ギザギザとした鋭い歯を剥き出しにしニヤニヤとゲンゾウを見下ろすのは魚人海賊団アーロン一味の船長"ノコギリ"のアーロン。青い肌にノコギリの様な長い鼻。ギラギラとした鋭い眼光は彼の残忍性を表している。

「部外者を匿っているらしいな。…差し出せ。」

「そんな者、ここにはおらん!」

いないの一点張りのゲンゾウにアーロンは水掻きの付いた大きな手で彼の首を掴み上げた。

「ぐっ…!?」

「ゲンさんっ!」

「聞こえねぇなぁ…。もう1度聞く…匿っている奴を出せ。」

足が地面から離れ苦しそうに顔を歪めるゲンゾウに村人達が駆け寄ろうとするのをアーロンの部下が止める。
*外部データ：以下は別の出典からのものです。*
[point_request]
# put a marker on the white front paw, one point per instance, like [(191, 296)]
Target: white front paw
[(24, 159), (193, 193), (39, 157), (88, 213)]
2度目は無いとでも言う様に見据えるアーロンをゲンゾウは鋭い目で睨み付けた。

「そんな者っ…知らんっ…!」

「そうか…なら…死ね。」

止めてくれと懇願する村人の悲鳴が辺りに響き渡る。ゲンゾウの首を圧し折ろうとアーロンが手に力を込め様とした時。

「部外者と言うのは…私の事かしら?」

「あ?」

「何故っ…?!」

凛とした声に目を移すとそこに現れた人物にゲンゾウは目を見開いた。花子はゆっくりとアーロンに近付きじっと彼を見据える。

「私に用があるのでしょう?早くその手を離して。」

「随分と威勢のいいな。」

花子の態度が気に入らなかったのかアーロンはゲンゾウの首を締め上げ様とするも、彼女の鋭い眼差にピクリと眉を動かした後、舌打ちを溢しまるで物を放る様にゲンゾウを投げ捨てた。

「ゴホッゴホッ…っ!」

「ゲンさんっ!大丈夫かっ!?」

咳き込むゲンゾウに駆け寄る村人達を横目にじっと自分を見つめる花子にアーロンは口を開いた。

「この村に辿り着いたのはお前だけか?」

「…後1人、子供がいるわ。」

ユラの事は隠しておいた方がいいのだが嘘がバレてしまうと後々面倒になる。何より身を挺して自分達を守ろうとしたゲンゾウ達が危険に晒されるかもしれない。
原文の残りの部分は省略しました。